Despite their Rs12 Trillion Revenue, State-Owned Enterprises Remains Burden

Despite their Rs12 Trillion Revenue, State-Owned Enterprises Remains Burden
Islamabad: Despite generating Rs12 trillion in annual revenue, state-owned enterprises (SOEs) continue to impose a significant financial burden on taxpayers, with losses predominantly led by entities in the power sector, according to the Aggregate Annual Report on Federal SOEs for Fiscal Year 2023 released by the Ministry of Finance on Tuesday.
 
The report highlights that gross revenues surged to Rs11.92 trillion, marking a 15% increase driven by inflationary pressures, particularly in the oil and financial sectors.
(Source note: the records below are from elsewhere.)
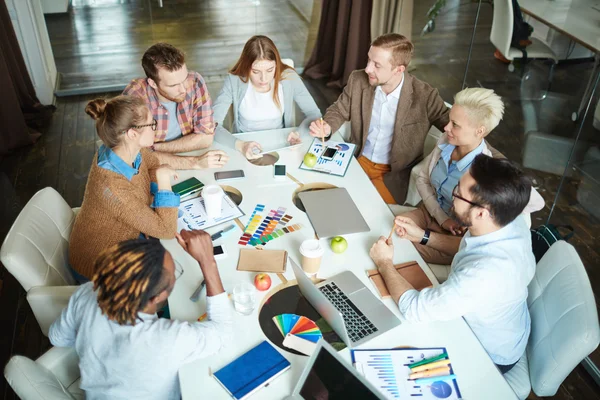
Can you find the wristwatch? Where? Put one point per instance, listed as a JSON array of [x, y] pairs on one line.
[[425, 237]]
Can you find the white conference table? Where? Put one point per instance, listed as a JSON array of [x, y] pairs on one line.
[[478, 378], [577, 19]]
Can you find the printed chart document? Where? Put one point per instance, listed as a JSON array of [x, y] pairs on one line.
[[337, 164], [192, 214], [388, 371]]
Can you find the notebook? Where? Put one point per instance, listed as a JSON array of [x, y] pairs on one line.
[[332, 212], [251, 371], [411, 271], [262, 260]]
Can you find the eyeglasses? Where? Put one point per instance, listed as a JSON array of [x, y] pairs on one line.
[[455, 195], [178, 270], [154, 125]]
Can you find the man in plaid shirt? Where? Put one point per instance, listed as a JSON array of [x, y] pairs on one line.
[[181, 107]]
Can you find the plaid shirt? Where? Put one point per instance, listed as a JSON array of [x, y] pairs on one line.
[[194, 113]]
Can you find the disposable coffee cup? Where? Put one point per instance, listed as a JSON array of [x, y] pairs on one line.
[[312, 253], [213, 198]]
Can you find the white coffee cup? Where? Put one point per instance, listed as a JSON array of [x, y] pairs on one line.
[[312, 253], [213, 200]]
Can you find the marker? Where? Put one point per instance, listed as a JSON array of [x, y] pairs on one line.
[[221, 233], [432, 365], [423, 381], [442, 371], [430, 359]]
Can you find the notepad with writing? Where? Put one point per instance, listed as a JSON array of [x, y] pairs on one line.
[[411, 271], [252, 371]]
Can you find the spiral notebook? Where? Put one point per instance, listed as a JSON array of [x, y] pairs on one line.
[[251, 371]]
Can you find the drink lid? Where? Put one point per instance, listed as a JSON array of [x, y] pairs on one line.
[[311, 248]]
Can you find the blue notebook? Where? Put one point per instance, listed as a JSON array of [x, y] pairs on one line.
[[252, 370]]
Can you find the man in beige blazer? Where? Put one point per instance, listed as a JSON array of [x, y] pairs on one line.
[[390, 112]]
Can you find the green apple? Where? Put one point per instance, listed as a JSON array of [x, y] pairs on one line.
[[339, 244], [310, 160]]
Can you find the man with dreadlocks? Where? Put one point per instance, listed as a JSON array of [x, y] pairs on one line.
[[125, 350]]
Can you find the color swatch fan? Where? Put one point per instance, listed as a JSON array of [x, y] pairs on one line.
[[299, 332]]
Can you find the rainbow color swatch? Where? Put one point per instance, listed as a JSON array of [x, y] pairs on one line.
[[298, 325]]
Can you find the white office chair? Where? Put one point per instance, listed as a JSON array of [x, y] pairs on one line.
[[53, 376], [501, 36], [35, 253], [564, 323]]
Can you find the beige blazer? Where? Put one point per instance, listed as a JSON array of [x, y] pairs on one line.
[[420, 106], [429, 194]]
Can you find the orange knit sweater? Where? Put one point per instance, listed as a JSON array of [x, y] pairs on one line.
[[116, 209]]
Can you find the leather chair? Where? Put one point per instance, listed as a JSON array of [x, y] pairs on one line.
[[53, 376], [564, 323], [35, 252]]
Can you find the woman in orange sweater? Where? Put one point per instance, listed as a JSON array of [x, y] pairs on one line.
[[128, 193]]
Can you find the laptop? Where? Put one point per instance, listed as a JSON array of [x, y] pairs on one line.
[[351, 309], [332, 212], [328, 376]]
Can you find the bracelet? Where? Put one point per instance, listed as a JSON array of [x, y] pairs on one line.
[[425, 237]]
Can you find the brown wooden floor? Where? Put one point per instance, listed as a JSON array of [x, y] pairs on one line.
[[61, 158], [101, 42]]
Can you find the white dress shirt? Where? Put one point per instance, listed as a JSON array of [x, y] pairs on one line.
[[138, 361], [381, 129], [487, 286], [258, 111]]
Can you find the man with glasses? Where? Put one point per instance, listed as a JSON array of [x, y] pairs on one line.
[[488, 281], [125, 351], [181, 106]]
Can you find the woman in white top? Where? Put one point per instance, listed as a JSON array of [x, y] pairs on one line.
[[475, 113], [262, 91]]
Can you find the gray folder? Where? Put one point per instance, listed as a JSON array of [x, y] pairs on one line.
[[332, 212]]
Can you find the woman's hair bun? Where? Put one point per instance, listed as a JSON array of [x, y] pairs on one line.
[[95, 108]]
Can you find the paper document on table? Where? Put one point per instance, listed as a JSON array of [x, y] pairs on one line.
[[388, 371], [192, 214], [331, 158]]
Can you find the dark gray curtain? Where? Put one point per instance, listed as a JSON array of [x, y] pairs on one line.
[[342, 42], [18, 95]]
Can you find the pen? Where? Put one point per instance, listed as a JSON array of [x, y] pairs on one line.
[[435, 379], [196, 295], [432, 365], [430, 359], [221, 233], [430, 372]]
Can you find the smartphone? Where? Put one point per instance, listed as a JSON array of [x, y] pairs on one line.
[[329, 153], [229, 175], [279, 171], [188, 189], [219, 252]]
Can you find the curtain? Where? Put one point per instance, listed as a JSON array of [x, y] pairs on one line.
[[18, 95], [392, 16], [342, 42]]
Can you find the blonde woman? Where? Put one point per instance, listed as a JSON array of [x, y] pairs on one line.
[[475, 113]]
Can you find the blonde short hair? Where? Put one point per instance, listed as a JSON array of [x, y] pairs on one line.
[[483, 106]]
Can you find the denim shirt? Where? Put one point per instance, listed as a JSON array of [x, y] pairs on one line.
[[445, 175], [107, 159]]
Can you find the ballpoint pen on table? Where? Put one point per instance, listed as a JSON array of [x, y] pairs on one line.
[[196, 295]]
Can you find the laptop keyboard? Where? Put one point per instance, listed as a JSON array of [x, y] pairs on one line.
[[357, 325]]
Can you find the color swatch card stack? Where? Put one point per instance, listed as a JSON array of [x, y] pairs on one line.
[[330, 158], [407, 373], [300, 333], [261, 229]]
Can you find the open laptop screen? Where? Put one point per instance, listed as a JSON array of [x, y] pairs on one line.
[[329, 379]]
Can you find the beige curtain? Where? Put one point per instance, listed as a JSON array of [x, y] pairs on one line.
[[391, 16]]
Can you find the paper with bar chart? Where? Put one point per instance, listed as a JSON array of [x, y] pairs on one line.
[[388, 371]]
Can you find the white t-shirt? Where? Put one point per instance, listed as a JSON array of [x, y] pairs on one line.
[[259, 112]]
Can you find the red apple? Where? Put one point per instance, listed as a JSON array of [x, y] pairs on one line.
[[262, 282]]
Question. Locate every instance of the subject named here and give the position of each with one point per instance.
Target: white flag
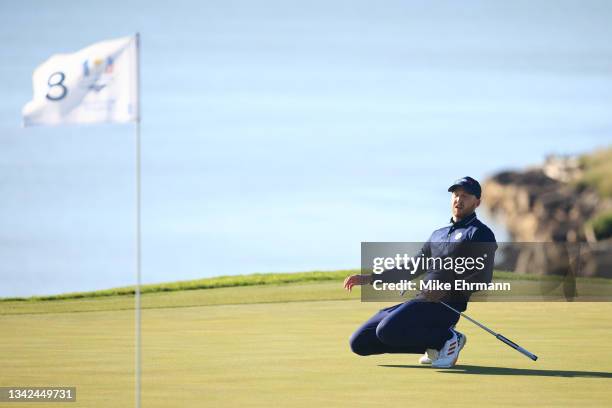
(96, 84)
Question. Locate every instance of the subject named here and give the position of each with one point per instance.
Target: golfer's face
(463, 203)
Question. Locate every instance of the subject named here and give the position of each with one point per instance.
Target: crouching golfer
(423, 325)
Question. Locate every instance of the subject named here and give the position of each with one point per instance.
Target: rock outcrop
(544, 204)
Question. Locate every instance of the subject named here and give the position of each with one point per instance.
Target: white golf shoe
(429, 356)
(449, 353)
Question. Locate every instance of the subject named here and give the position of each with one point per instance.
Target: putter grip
(516, 347)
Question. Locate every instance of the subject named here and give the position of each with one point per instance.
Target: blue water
(278, 135)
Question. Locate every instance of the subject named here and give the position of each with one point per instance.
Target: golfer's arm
(486, 274)
(397, 275)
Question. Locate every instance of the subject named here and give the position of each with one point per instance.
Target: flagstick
(138, 236)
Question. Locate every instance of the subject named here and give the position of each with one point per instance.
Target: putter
(497, 335)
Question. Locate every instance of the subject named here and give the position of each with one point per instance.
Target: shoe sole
(462, 344)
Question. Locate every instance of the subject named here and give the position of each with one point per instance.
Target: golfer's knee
(386, 332)
(358, 346)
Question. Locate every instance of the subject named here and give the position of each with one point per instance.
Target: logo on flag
(96, 84)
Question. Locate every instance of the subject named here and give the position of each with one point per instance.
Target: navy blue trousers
(409, 327)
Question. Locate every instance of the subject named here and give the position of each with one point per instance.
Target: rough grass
(296, 355)
(257, 279)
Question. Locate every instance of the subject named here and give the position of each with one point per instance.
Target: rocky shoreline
(546, 204)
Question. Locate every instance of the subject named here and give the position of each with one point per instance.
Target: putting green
(295, 354)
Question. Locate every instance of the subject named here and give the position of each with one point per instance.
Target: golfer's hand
(353, 280)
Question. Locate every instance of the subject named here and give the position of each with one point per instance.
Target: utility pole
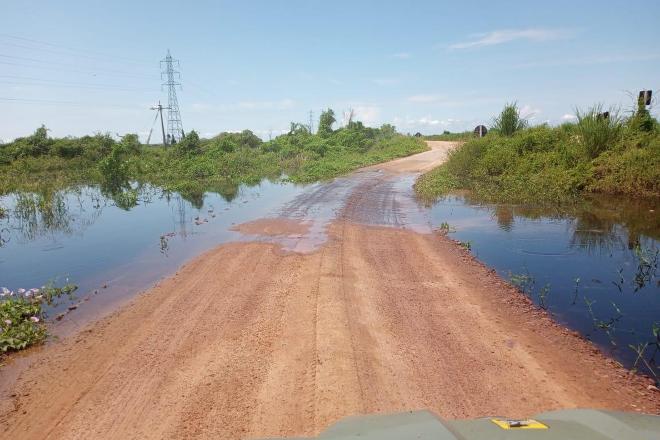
(171, 77)
(160, 108)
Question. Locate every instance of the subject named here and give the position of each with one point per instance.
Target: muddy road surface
(346, 303)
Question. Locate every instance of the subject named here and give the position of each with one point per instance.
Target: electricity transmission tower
(160, 109)
(174, 126)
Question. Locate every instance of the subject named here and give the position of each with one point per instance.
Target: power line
(95, 72)
(72, 86)
(58, 102)
(174, 125)
(68, 83)
(75, 52)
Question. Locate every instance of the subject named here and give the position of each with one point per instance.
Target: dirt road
(252, 340)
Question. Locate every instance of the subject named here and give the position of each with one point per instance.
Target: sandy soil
(250, 341)
(273, 227)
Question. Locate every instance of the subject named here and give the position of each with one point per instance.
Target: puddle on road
(594, 265)
(86, 237)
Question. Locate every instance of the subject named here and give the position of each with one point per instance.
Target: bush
(509, 121)
(596, 131)
(22, 315)
(189, 145)
(552, 165)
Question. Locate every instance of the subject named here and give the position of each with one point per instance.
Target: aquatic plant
(509, 120)
(647, 266)
(543, 295)
(648, 360)
(552, 165)
(609, 326)
(598, 129)
(467, 245)
(22, 315)
(523, 281)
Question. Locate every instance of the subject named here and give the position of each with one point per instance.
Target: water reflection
(598, 223)
(592, 264)
(28, 216)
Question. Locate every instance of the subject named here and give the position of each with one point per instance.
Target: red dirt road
(250, 341)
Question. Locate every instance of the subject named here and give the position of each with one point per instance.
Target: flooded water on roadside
(111, 252)
(593, 265)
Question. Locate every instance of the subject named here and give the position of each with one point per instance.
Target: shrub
(22, 315)
(189, 145)
(509, 121)
(596, 131)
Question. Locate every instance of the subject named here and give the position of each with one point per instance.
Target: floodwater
(110, 251)
(593, 266)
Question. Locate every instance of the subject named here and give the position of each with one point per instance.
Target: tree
(325, 123)
(387, 130)
(189, 144)
(509, 121)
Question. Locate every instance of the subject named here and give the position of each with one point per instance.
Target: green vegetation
(39, 163)
(509, 121)
(550, 165)
(22, 315)
(449, 136)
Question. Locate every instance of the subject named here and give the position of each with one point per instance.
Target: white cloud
(425, 122)
(508, 35)
(385, 81)
(368, 114)
(586, 61)
(283, 104)
(529, 112)
(425, 98)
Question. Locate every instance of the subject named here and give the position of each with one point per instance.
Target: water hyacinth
(22, 314)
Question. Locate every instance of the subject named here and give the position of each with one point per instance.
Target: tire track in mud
(248, 340)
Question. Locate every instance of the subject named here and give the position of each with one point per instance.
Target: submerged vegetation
(194, 166)
(37, 173)
(601, 152)
(22, 315)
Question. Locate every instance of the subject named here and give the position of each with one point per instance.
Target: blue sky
(87, 66)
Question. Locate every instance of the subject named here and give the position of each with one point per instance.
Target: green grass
(221, 164)
(22, 316)
(448, 136)
(552, 165)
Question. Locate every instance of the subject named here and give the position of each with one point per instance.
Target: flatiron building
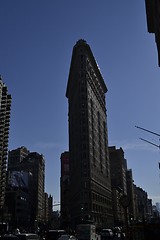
(5, 107)
(90, 187)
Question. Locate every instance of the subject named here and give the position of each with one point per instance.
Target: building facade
(26, 171)
(90, 187)
(5, 108)
(64, 188)
(153, 21)
(118, 168)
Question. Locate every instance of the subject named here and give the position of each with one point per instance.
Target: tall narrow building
(5, 107)
(30, 166)
(90, 187)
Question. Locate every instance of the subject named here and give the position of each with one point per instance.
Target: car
(27, 236)
(54, 234)
(9, 237)
(67, 237)
(106, 234)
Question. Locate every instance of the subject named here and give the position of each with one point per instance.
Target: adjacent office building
(5, 108)
(26, 171)
(90, 186)
(153, 21)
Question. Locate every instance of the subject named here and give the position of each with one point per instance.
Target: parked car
(54, 234)
(106, 234)
(27, 236)
(8, 237)
(67, 237)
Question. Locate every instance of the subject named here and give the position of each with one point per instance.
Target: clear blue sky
(36, 41)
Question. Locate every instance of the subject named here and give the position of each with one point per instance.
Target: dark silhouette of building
(64, 188)
(153, 21)
(118, 168)
(5, 108)
(90, 188)
(26, 172)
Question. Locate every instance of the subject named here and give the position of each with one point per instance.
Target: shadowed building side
(90, 187)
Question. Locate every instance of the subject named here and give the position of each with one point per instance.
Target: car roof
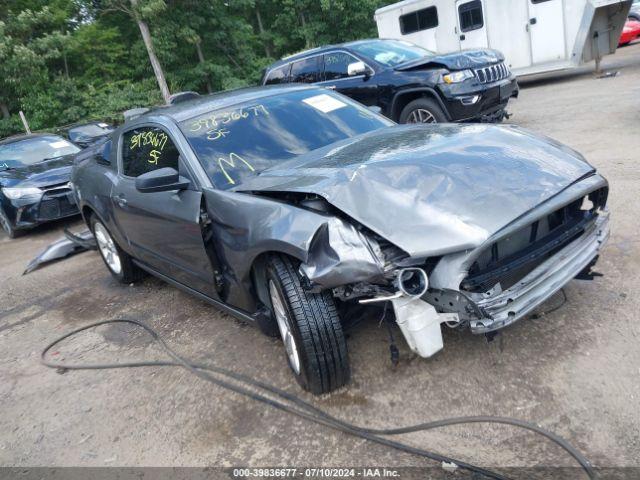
(317, 51)
(25, 136)
(207, 103)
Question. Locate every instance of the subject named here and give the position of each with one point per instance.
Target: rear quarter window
(146, 149)
(278, 75)
(306, 71)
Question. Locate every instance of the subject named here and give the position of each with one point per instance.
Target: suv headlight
(24, 192)
(457, 77)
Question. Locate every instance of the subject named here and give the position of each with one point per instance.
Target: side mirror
(357, 68)
(161, 180)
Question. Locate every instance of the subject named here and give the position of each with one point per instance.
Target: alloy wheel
(108, 248)
(285, 329)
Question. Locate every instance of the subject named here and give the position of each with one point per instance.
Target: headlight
(457, 77)
(18, 193)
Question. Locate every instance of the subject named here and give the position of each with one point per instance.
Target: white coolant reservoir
(420, 324)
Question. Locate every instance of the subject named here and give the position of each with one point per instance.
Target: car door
(472, 29)
(162, 229)
(362, 87)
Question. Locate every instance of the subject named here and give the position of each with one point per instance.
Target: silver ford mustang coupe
(293, 206)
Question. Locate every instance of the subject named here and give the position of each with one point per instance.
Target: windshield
(240, 142)
(88, 131)
(390, 52)
(33, 150)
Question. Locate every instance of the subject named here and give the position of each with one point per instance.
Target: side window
(306, 71)
(103, 155)
(336, 65)
(279, 75)
(423, 19)
(146, 149)
(471, 16)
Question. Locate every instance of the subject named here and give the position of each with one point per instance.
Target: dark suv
(409, 83)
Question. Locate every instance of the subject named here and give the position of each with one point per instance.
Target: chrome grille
(492, 73)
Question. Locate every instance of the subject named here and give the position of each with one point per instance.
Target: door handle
(120, 200)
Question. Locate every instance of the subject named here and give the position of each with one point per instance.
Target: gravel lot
(575, 371)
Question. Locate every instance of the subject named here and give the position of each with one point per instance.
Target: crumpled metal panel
(332, 252)
(475, 58)
(340, 254)
(432, 189)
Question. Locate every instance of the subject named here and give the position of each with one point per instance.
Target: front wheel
(6, 225)
(422, 110)
(119, 263)
(310, 329)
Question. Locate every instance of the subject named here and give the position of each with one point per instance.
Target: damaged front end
(485, 288)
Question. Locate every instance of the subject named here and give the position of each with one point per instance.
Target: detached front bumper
(54, 204)
(545, 280)
(484, 103)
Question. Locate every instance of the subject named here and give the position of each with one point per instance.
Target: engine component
(420, 324)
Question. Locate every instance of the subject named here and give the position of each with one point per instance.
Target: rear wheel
(310, 329)
(119, 263)
(422, 110)
(6, 225)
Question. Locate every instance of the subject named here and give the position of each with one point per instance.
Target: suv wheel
(422, 110)
(119, 263)
(6, 225)
(310, 328)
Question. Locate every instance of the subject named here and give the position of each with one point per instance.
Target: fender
(429, 90)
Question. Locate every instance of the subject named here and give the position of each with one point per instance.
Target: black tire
(316, 329)
(422, 104)
(7, 227)
(129, 272)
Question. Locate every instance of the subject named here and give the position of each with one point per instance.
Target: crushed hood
(432, 189)
(456, 60)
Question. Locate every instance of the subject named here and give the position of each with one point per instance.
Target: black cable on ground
(304, 409)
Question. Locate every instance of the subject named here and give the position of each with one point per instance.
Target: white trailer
(534, 35)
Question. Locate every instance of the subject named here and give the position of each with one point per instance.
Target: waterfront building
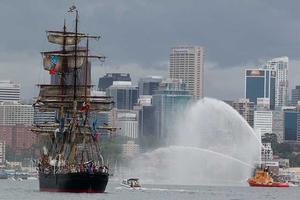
(269, 121)
(12, 113)
(130, 149)
(260, 83)
(170, 101)
(295, 96)
(292, 124)
(280, 65)
(245, 108)
(124, 94)
(266, 152)
(19, 137)
(2, 153)
(43, 117)
(109, 78)
(148, 85)
(147, 125)
(9, 91)
(127, 123)
(187, 64)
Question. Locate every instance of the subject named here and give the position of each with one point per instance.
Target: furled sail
(53, 60)
(50, 91)
(58, 37)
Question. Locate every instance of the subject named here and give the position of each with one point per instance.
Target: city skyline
(228, 33)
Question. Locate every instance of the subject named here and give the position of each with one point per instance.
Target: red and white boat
(262, 178)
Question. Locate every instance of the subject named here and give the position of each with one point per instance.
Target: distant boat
(132, 183)
(3, 175)
(262, 178)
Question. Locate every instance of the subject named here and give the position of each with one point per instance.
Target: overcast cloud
(138, 34)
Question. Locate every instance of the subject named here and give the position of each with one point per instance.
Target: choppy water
(10, 190)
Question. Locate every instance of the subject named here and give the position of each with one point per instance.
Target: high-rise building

However, despite this revenue growth, aggregate losses among SOEs reached Rs905 billion, up 23% from the previous year. This resulted in aggregate net losses of Rs202 billion, reflecting a 25% increase year-on-year.
 
Assets saw a 16% increase to Rs35.22 trillion, while liabilities rose by 20% to Rs29.72 trillion, indicating higher financial leverage. Net equity, however, declined by 2.55% to Rs5.496 trillion.
 
The power sector, particularly on the distribution side, continued to dominate losses, totaling Rs304 billion, despite substantial government support amounting to Rs759 billion. The infrastructure sector, including entities like the National Highway Authority, also exacerbated the overall loss-making scenario.
 
Over the past decade, these entities have accumulated aggregate losses amounting to Rs5.595 trillion, necessitating significant government support totaling Rs1.021 trillion in equity injections, grants, subsidies, and loans.
 
The report underscores various risks within the SOE sector, including aged receivables and payables leading to a circular debt exceeding Rs4 trillion. Operational inefficiencies in the power sector further deteriorate SOE profitability and contribute to broader economic challenges.
 
Financial risks, including high debt levels and guarantees amounting to Rs1.656 trillion, pose systemic risks exacerbated by economic downturns, inflation, and interest rate fluctuations. Despite these challenges, SOEs contributed Rs466 billion in taxes, a 24% increase, along with Rs952 billion in non-tax revenues, marking a 58% rise.
 
The report advocates for enhanced corporate governance, urging the appointment of independent and technically qualified directors to ensure effective oversight and streamline business operations. It also calls for SOE business plans to be aligned with dynamic models to enhance operational efficiency and adaptability.
 
The findings highlight the critical need for comprehensive reforms within the SOE sector to mitigate financial risks, improve governance, and sustainably contribute to Pakistan’s economic stability.